130’dan fazla ülkede operasyon yürüten İstanbul merkezli bağımsız pazar ve kamuoyu araştırma şirketi AGS Global tarafından Türkiye’nin önde gelen sanayi ve ticaret şehirlerinde 211 iş insanıyla gerçekleştirilen araştırma, iş dünyasının seçim sonrası ekonomiden beklentilerini yayınladı.
Araştırma kapsamında katılımcıların yüzde 46’sı 31 Mart seçimlerinden hemen sonraki periyotta Türkiye ekonomisi için her şeyin daha kötü olacağını düşünürken, iyimserlerin oranı ise yüzde 17,1 olarak öne çıkıyor.
Her 3 iş dünyası temsilcisinden biri ise “Her şey aynı kalır” diyor. İyimserlerin kısa vadede beklediği düzelme göstergeleri; faizlerde dengelenme (%86,1), finansmana erişimin kolaylaşması (%50), daha akılcı teşvikler (%47,2) ve daha güçlü bir iş yapma ortamı (%44,4) olarak öne çıkarken, yabancı yatırımcı artışı bekleyenler ise katılımcıların 3’te birini oluşturuyor.

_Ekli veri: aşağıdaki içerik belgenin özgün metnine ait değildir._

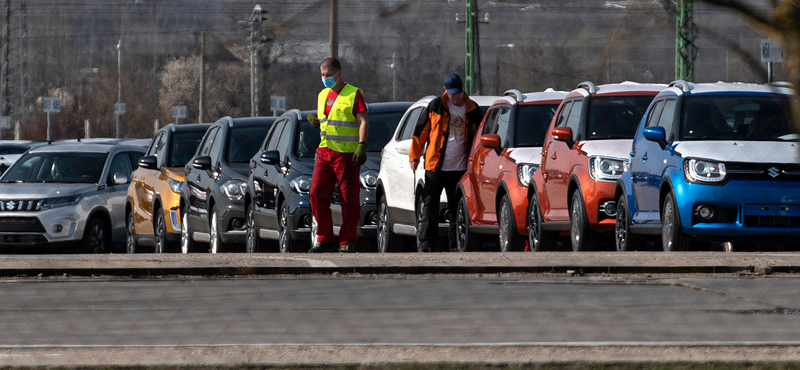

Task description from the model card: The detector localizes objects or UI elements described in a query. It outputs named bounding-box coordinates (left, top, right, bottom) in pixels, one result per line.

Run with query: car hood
left=0, top=183, right=97, bottom=199
left=507, top=146, right=542, bottom=164
left=578, top=139, right=633, bottom=159
left=675, top=141, right=800, bottom=163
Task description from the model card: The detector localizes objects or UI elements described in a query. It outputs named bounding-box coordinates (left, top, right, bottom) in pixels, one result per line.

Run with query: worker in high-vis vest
left=308, top=58, right=369, bottom=253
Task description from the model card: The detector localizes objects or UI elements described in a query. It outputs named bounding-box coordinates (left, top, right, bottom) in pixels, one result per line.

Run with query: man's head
left=444, top=73, right=464, bottom=106
left=319, top=58, right=342, bottom=87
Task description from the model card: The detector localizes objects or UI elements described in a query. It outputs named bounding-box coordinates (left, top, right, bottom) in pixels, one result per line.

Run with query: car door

İstihdam artışı iyimserlerin en az atıf yaptıkları unsur (%16,7) olurken, depreme karşı daha dirençli kentler yine 5 iş dünyası temsilcisinin sadece 1’inin (%22,2) iyimserlik sebebi.
Türkiye ekonomisi için kısa vadede iyimserlik beslemeyenlerin en çok vurgu yaptıkları nedenler ise yeni vergiler (%80,4), yeni zamlar (%74,2), kur artışı (%73,2) ve enflasyon artışı (%68) olarak kaydediliyor.
Bu başlıkları; hukukun üstünlüğü ile ilgili sorunlar (%61,9) takip ediyor. En az vurgu yapılan hususlar ise iktidar ya da muhalefet partilerinin kazanma senaryosu ve yerel seçimlerin ekonomiyle ilgisinin olmaması.
Araştırmaya katılan iş insanlarının %63’ü 31 Mart seçimleri sonrası sektörü ve işi adına köklü bir değişiklik beklemediğini ve ümitli olmadığını söylerken, %37’si ise daha ümitvâr.
Diğer yandan, iş insanlarının önümüzdeki dönemde en çok zorlanmayı beklediği başlıklar ise enflasyon (%77,3), işçilik maliyetleri (%59,7), finansmana erişim (%48,3), iç pazarda durgunluk (%48,3) ve finansman maliyetleri (%45,5) olarak öne çıkıyor.
Zorlu gündem içerisinde en az vurgu yapılan başlıklar ise hedef pazarlarda jeo-politik tansiyon ve sınırda karbon vergisi olarak öne çıkıyor.